Gell-Mann Amnesia

Michael Crichton (famous novelist and never-practicing MD), describing the cognitive bias of “Gell-Mann Amnesia” in a 2002 speech (as included in How Not to Invest by Barry Ritholtz):

You open the newspaper to an article on some subject you know well. You read the article and see the journalist has absolutely no understanding of either the facts or the issues. Often, the article is so wrong it actually presents the story backward—reversing cause and effect. I call these the wet streets cause rain stories. Papers are full of them.

In any case, you read with exasperation or amusement the multiple errors in a story—and then turn the page to national or international affairs, and read with renewed interest as if the rest of the newspaper was somehow more accurate about far-off Palestine than it was about the story you just read. You turn the page, and forget what you know.

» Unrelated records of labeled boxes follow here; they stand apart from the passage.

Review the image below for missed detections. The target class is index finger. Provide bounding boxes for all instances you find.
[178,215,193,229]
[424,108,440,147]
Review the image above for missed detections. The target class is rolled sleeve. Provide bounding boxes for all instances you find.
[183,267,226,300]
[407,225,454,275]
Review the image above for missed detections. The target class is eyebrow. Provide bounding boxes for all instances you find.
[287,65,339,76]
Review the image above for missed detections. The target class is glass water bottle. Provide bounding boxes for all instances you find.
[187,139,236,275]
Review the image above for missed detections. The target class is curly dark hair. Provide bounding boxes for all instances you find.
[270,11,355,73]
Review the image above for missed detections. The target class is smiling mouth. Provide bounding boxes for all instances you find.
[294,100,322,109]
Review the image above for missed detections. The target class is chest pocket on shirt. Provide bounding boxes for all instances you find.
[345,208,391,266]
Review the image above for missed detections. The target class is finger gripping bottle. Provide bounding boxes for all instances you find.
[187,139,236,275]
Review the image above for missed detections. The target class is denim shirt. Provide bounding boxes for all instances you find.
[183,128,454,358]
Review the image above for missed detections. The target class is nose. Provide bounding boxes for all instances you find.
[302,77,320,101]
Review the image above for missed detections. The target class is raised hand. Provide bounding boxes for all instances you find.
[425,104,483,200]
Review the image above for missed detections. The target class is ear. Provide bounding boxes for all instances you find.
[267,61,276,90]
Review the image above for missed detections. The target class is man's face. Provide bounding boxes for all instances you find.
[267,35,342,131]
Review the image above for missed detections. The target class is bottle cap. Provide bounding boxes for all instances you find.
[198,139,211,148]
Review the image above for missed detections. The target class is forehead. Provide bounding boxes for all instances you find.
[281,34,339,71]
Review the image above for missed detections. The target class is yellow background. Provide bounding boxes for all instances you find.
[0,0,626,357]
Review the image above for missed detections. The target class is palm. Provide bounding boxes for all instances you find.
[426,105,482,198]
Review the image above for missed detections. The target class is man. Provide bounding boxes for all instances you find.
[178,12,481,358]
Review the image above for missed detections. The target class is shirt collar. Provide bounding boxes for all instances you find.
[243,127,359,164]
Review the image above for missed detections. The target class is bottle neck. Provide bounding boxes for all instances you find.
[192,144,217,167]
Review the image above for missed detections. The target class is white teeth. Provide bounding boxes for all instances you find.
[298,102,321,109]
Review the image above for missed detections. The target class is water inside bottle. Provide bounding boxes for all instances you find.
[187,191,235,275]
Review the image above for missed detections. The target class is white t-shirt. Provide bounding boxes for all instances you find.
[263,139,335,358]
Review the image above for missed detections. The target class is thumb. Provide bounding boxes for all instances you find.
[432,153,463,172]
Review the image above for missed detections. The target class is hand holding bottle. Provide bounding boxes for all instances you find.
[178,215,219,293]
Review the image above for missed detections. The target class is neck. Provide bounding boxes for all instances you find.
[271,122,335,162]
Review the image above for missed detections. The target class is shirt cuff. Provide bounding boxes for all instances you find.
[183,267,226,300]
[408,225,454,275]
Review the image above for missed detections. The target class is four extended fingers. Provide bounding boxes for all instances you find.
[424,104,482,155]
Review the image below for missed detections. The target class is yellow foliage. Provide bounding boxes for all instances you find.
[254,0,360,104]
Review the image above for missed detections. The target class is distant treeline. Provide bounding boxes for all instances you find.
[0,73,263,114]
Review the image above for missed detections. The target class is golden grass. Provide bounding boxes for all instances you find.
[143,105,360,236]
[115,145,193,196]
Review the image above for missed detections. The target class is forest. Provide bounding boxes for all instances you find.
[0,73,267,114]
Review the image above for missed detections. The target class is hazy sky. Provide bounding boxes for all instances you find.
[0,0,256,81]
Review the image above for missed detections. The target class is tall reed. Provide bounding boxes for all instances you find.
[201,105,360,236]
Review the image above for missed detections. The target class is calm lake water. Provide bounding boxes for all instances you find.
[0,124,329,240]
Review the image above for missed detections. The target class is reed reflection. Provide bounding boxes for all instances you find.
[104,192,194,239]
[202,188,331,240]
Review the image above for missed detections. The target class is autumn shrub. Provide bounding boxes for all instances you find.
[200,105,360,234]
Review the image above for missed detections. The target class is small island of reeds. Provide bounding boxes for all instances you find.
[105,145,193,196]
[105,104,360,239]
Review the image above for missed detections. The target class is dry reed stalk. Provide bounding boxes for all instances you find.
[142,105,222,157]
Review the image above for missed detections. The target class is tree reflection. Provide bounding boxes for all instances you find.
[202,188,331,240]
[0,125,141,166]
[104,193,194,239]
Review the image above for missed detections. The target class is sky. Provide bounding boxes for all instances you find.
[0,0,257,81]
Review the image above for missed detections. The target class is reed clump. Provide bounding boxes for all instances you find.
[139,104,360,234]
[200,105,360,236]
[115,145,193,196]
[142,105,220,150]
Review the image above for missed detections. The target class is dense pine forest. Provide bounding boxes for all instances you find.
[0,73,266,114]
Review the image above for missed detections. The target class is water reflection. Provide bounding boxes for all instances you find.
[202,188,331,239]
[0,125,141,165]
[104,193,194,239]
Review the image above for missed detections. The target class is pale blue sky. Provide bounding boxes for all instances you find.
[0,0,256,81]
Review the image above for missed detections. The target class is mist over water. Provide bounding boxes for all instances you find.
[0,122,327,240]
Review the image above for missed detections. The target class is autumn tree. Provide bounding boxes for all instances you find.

One of the points Crichton is making, particularly with regard to the media, is that we are more forgiving of certain institutions than we are with people in real life. When someone opines confidently but incorrectly about your area of expertise, you know they’re a blowhard. But we are generally forgiving of institutions (until we become so blinded by bullshit that we discount everything, adrift on a sea of conspiracy theories).

We do discount what are considered credible and trustworthy sources when we know they’re wrong but otherwise assume they’re generally right. It’s almost an institutional halo effect; we give more credit than due unless we are forced by our own knowledge to confront it.

In reality, the lesson is: truth is hard. People are wrong all the time, and institutions are full of people. That doesn’t mean they don’t matter—they do!—or that everyone is consistently wrong or that you should never trust anyone, but it does mean that our beloved institutions require maintenance and care.

Ritholtz:

There are tremendous advantages in recognizing what you do not know. Acknowledging shortcomings in your informational intelligence is a form of situational awareness that prevents you from being blindsided. There are other benefits as well. It shifts your focus to process over outcome; you can better understand what results come from skill versus dumb luck. It prevents you from being fooled by randomness.

We should be a little more thoughtful and a little less credulous. A little less precious with our own knowledge, acknowledging the shortcomings in what we know, where we seek information, and how we incorporate it into our latticework of mental models.

In other words: Less Certainty, More Inquiry.